My low back has never been so sore. Has to mostly be from the deadlifts on Sunday, but I don’t think the middle portion of that back squat PR yesterday helped either.

Warm-up

  • Foam-rolled my back
  • Rocket Ships
  • Arm Circles
  • Zombie Kicks

Cleans

  • 45# Positions
  • 115#
  • 155#
  • 185#
  • 205#
  • 225# (Switched to power cleans)
  • 235#
  • 245# (PR)

I haven’t worked on my cleans since the pretzel incident so I’m not mentally ready to go chasing a full clean PR, but the 245# power clean felt good. My feet didn’t even have to go super wide to receive it, which often happens with a heavy power clean. Wasn’t expecting that lift going into today.

2:00 of Pendlay Rows

I did 29×135#. The test was for muscle-ups but I can’t do those with my shoulder.

2 Mile Run

I was really hoping to be somewhere close to 14:00, which is lofty goal for a first run of the year and carrying this much weight on my frame. I ran 15:58. Yuck!

MAX Broad Jump

We got 3 attempts. I went 108.5″ and then got 115.75″ on the next two.

Test Week

We’re doing a shit ton of tests this week. I’m already sore from getting back after it the last couple of days.

Warm-up

  • High Knees
  • Butt Kicks
  • Jumping Jacks
  • Shoulder Stretching
  • Bottom Squat Hold

Back Squat 1RM

  • 10×45#
  • 5×135#
  • 3×205#
  • 2×275#
  • 1×295#
  • 1×315#
  • 1×335#
  • 1×350# (PR)

Yeah!! Smoked 335# so much easier than I did on Saturday.

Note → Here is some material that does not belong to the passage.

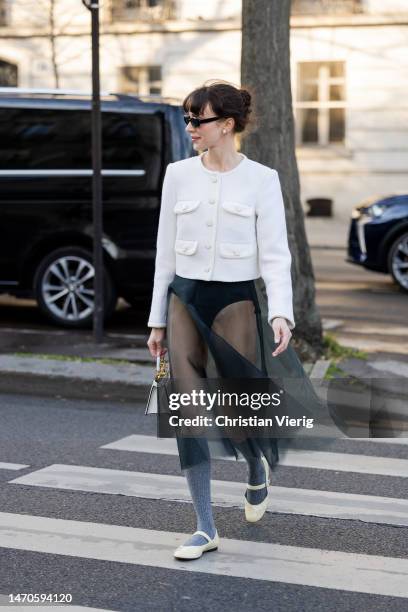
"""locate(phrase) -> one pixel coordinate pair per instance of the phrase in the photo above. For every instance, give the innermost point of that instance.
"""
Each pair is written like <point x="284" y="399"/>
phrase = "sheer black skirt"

Strict press was up next, but I took extra time with my squatting since I can’t do anything overhead. 25 minutes is not enough time to max out in 2 lifts.

MAX Ring Rows in 1:30

Can’t do C2B pull-ups, so I did ring rows instead. Got 26. I still suck at these.

MAX HR Push-ups in 1:30

Did 39 of them. I should start hammering a lot of HR push-ups each week to help with chest size and tricep strength.

500m Row

My PR was a 1:34.4 so I tried to keep around a 1:35 or less early on, then started to kick it in with 150m left. Pulled off a 1:32.2 for a PR by over 2 seconds. Keeps getting better, but after that one I know I can go harder out of the gate next time.

Conditioning

Supposed to be a 1/2 “Cindy” but no pull-ups for me.

10:00 AMRAP

  • 5 Pendlay Rows (95#)
  • 10 C2D Push-ups
  • 15 Air Squats

I did 9 rounds plus 5 rows, 10 push-ups, and 4 squats.

My weight is up to the heaviest I’ve ever been, at 202.5# this morning. Starting a body fat challenge today and I measured at 15.4% on the device at the gym. I think I have a bit of an unfair advantage after gaining 8# in a week on vacation. I’ll be able to drop back to 195# in less than 2 weeks.